Kaine Fisher, Chairman of Rose Law Group Family Law Department, discusses protecting your premarital interests with a prenuptial agreement
Arizona is only one of nine community property states in the country although many people contemplating marriage here don’t understand how that may impact their financial future. It’s a fairly straightforward concept if you boil it down. “Community property” is a legal term of art that refers to property or debt acquired during marriage. This term does not include property and debt obtained during the marriage by gift, devise or descent before, during or after the marriage. But it might include sole and separate property which has been commingled or its character transmuted. For the most part, community property is divided equally in the event of divorce. For some people, this may seem fair and equitable, but for others, this result is not acceptable. Primarily, it is this reason people choose to enter into prenuptial or antenuptial agreements.

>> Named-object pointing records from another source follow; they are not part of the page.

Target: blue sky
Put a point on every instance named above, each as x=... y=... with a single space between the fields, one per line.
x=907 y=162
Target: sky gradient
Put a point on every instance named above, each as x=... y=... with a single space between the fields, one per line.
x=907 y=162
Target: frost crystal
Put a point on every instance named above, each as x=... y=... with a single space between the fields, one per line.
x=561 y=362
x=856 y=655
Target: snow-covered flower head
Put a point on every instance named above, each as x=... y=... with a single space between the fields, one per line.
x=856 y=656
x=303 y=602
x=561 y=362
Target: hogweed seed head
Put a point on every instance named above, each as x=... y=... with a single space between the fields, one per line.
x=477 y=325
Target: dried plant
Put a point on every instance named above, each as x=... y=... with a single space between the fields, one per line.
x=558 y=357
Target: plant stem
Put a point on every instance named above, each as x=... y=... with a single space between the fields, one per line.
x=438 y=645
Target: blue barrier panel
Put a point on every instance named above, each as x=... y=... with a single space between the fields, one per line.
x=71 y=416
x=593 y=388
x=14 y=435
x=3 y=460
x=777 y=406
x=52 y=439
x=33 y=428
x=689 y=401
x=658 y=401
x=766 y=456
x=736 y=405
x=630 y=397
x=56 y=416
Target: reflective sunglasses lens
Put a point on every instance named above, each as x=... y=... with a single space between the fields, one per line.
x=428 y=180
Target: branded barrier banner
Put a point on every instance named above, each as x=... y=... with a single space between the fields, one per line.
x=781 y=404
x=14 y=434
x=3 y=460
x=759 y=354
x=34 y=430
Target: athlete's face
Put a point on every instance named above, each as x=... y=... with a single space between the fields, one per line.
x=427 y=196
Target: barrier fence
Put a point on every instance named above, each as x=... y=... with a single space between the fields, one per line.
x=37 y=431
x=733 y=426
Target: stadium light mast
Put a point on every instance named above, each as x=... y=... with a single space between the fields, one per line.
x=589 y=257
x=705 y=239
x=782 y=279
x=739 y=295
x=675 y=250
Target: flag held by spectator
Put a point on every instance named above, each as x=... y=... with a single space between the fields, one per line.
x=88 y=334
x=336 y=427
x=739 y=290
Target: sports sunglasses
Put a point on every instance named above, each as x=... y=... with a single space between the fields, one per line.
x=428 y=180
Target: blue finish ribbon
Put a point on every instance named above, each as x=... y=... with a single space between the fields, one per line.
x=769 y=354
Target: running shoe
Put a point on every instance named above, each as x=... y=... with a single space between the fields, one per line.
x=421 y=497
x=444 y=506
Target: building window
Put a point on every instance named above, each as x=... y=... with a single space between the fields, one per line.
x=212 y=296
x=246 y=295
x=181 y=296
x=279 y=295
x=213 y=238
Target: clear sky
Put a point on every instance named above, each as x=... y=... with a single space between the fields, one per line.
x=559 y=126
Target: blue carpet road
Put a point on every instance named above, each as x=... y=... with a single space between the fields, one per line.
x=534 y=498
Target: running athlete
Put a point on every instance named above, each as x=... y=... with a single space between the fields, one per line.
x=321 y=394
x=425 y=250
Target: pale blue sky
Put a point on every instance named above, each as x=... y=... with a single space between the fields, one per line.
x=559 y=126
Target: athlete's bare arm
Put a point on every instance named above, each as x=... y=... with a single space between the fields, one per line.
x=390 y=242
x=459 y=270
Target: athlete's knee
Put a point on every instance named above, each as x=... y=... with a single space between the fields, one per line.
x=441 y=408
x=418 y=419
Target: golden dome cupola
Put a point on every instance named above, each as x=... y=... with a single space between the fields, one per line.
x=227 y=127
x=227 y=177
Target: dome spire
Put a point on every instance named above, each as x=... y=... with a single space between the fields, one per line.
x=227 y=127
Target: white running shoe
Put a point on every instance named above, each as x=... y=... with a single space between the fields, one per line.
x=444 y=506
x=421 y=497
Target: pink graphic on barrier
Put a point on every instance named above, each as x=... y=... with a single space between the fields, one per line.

Historically, as far back as 1926, Arizona courts oddly did not recognize prenuptial and antenuptial agreement because of public policy reasons. Some 64 years later, the courts ultimately reversed their position, thus opening the gates for a wave of prenuptial planning. Then, in 1991, the state legislature went one step further and actually formally recognized such agreements and even codified provisions directed at establishing a framework to govern the creation, form and function of such agreements.

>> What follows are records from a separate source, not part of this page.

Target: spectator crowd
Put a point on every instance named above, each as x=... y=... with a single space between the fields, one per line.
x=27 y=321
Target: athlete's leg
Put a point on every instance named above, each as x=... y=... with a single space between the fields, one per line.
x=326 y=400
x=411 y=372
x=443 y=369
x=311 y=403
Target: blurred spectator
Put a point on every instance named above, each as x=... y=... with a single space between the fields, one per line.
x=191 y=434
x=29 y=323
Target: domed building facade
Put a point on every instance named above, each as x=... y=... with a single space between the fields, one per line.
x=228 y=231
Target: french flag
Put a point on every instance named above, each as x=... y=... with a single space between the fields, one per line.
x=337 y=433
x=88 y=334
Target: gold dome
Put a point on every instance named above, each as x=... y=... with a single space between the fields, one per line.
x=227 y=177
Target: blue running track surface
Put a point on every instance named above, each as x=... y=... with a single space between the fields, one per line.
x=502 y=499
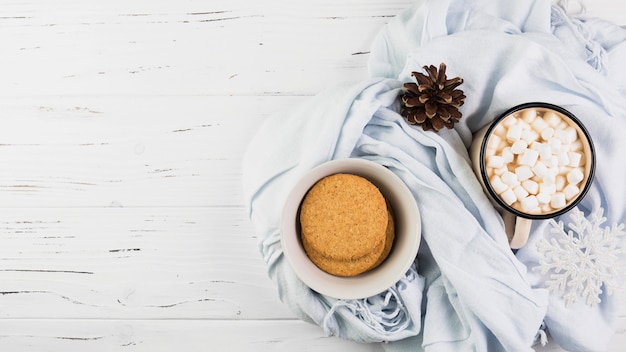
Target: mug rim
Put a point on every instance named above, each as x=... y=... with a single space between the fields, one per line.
x=483 y=168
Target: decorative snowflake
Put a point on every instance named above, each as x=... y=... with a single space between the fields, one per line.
x=583 y=260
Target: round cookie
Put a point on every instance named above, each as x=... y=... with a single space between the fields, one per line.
x=344 y=217
x=356 y=266
x=390 y=233
x=351 y=267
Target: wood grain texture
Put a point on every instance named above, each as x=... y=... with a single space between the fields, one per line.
x=122 y=129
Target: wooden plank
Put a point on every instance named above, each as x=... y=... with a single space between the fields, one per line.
x=36 y=335
x=117 y=151
x=208 y=48
x=133 y=263
x=170 y=335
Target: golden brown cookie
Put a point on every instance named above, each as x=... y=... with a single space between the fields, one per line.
x=390 y=234
x=345 y=225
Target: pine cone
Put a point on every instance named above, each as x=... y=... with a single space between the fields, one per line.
x=435 y=102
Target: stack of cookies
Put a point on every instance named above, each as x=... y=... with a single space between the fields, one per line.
x=347 y=226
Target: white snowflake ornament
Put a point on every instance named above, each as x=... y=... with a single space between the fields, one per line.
x=584 y=259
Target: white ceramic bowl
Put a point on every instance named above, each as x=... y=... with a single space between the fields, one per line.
x=405 y=246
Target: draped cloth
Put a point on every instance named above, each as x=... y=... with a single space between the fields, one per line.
x=467 y=290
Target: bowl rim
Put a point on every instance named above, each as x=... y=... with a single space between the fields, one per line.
x=376 y=280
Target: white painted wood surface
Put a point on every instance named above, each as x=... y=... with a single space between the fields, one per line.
x=122 y=127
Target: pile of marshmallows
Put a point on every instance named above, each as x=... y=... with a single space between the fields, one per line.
x=535 y=161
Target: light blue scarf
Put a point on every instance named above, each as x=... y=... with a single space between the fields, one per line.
x=467 y=291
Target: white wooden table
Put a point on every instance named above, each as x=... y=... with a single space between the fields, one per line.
x=122 y=128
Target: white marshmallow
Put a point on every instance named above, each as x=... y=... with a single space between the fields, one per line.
x=543 y=198
x=501 y=170
x=547 y=188
x=551 y=118
x=559 y=182
x=514 y=133
x=507 y=155
x=576 y=146
x=529 y=136
x=529 y=203
x=575 y=176
x=529 y=115
x=552 y=162
x=510 y=178
x=544 y=150
x=523 y=172
x=558 y=200
x=574 y=159
x=508 y=196
x=510 y=121
x=555 y=145
x=571 y=191
x=497 y=184
x=500 y=131
x=495 y=161
x=563 y=158
x=494 y=142
x=520 y=192
x=540 y=169
x=539 y=124
x=528 y=157
x=519 y=146
x=531 y=186
x=547 y=133
x=561 y=126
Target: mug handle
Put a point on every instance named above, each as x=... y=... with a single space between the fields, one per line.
x=517 y=229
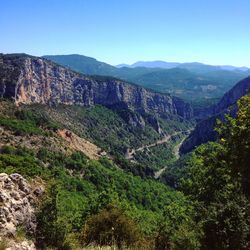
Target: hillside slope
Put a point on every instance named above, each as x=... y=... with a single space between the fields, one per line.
x=204 y=130
x=194 y=82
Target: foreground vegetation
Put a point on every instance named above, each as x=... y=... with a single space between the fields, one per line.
x=98 y=202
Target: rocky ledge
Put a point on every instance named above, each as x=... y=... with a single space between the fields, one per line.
x=17 y=199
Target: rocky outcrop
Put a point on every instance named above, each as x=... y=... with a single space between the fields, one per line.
x=204 y=130
x=229 y=99
x=28 y=80
x=17 y=198
x=79 y=144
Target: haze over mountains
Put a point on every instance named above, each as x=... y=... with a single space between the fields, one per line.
x=195 y=82
x=169 y=65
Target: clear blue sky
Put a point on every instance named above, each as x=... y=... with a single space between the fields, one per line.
x=125 y=31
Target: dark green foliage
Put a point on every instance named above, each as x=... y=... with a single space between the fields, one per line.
x=218 y=179
x=111 y=226
x=196 y=82
x=178 y=230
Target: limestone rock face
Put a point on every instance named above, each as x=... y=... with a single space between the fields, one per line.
x=204 y=130
x=16 y=204
x=28 y=80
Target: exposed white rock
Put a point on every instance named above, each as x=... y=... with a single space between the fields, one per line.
x=17 y=198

Whether a prenuptial or antenuptial agreement is something you should consider can depend on a variety of life circumstances and financial factors. Typical predicates include situations when you are substantially wealthier than your future spouse, have trust concerns about your future spouse, own a business, are about to pursue a lucrative career, have future inheritance prospects, have significant sole and separate liabilities, or have children from a previous marriage. In these and other situations, a prenuptial or antenuptial agreement can be an effective tool to save you stress and money in the unfortunate event of a future divorce.

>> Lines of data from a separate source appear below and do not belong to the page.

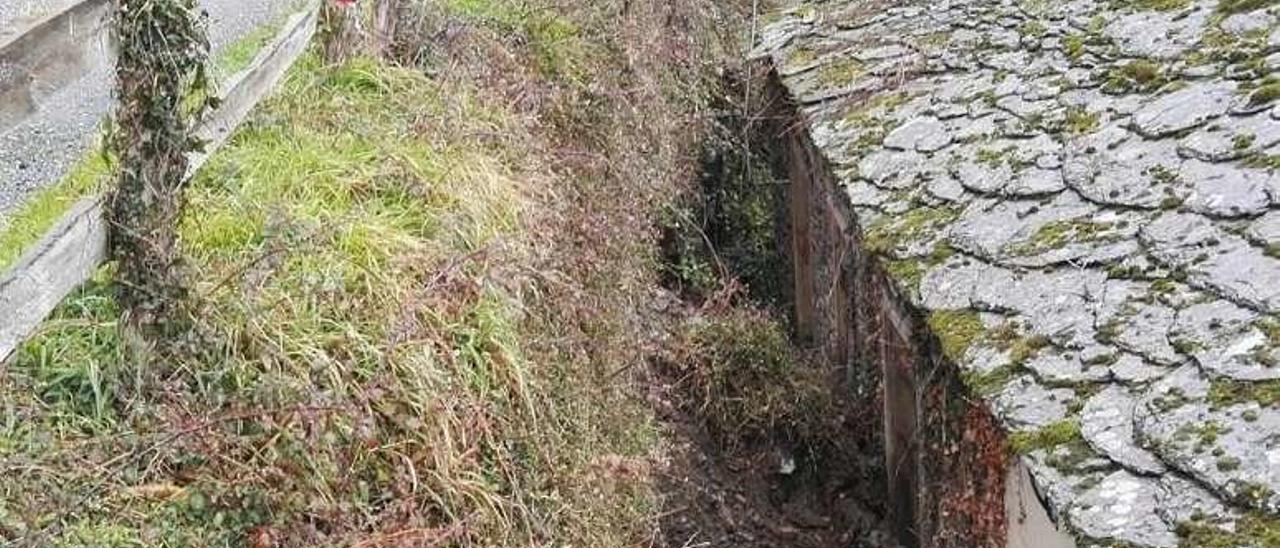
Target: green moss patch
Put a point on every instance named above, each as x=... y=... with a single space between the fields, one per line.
x=1046 y=438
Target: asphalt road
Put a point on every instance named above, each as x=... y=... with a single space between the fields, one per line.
x=46 y=146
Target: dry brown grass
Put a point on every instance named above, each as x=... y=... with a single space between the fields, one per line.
x=430 y=298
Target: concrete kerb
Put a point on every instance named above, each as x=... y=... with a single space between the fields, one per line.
x=69 y=252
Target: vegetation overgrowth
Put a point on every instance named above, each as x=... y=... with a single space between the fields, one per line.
x=432 y=296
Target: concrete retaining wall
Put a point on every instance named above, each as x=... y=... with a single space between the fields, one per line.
x=951 y=482
x=45 y=55
x=72 y=250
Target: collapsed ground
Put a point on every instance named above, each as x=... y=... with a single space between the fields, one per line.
x=470 y=296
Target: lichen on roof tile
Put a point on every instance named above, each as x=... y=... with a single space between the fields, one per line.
x=1084 y=199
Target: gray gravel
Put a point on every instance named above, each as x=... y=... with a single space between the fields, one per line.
x=44 y=149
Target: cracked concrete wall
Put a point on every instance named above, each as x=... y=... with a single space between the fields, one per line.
x=950 y=480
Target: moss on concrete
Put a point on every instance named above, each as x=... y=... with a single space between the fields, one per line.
x=956 y=330
x=1046 y=438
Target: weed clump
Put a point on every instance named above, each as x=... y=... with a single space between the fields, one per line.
x=1136 y=76
x=744 y=378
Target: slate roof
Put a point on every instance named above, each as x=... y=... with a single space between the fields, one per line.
x=1084 y=196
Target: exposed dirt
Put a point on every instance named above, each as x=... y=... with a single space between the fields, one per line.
x=762 y=492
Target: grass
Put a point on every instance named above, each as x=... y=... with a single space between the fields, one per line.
x=30 y=222
x=417 y=315
x=324 y=228
x=46 y=206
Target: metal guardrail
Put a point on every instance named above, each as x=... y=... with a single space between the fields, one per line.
x=69 y=252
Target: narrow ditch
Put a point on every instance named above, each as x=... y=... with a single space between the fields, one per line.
x=773 y=444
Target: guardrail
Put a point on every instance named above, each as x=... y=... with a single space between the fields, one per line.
x=73 y=249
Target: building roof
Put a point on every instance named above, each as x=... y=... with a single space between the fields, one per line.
x=1084 y=199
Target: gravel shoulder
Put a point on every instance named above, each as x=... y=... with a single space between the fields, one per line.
x=42 y=150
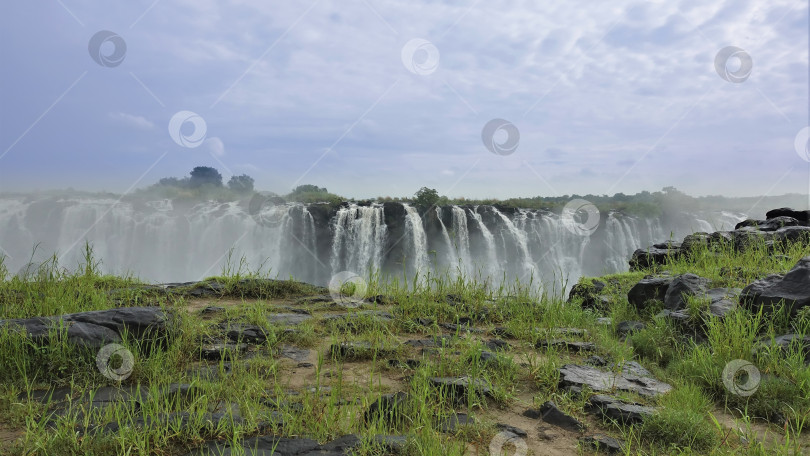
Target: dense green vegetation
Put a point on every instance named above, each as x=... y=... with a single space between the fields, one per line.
x=700 y=416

It is very important to hire a competent attorney to draft (or at least review) your agreement as the document must precisely comport with applicable law. Any deviation can make your agreement susceptible to a challenge to invalidate part or even all of the agreement by your spouse. First, the document needs to be signed, and notarized, by both parties, as with other contracts that have such important parameters. Any evidence of coercion to have the other spouse sign the document can cancel the agreement so it will also need to be deemed fair. An unconscionable agreement could also quickly be voided by a court if one spouse is unfairly disadvantaged. Another reason it is so important to have a qualified family law attorney draft the prenuptial agreement is that many people don’t know that there are limitations as to what the agreement can include. The scope of these types of agreement are addressed by statute and prohibits certain areas from being addressed in the agreement. You will also want to be sure to disclose the nature and estimated value of each of your assets and liabilities as this too may make your agreement prone to attack.
Often the process of drafting a prenuptial or antenuptial agreement can take time, involve complex asset valuations, and require negotiations with your future spouse. Obviously, you will want your agreement to hold water if you are faced with divorce. So don’t underestimate the importance of having a skilled attorney by your side during this process.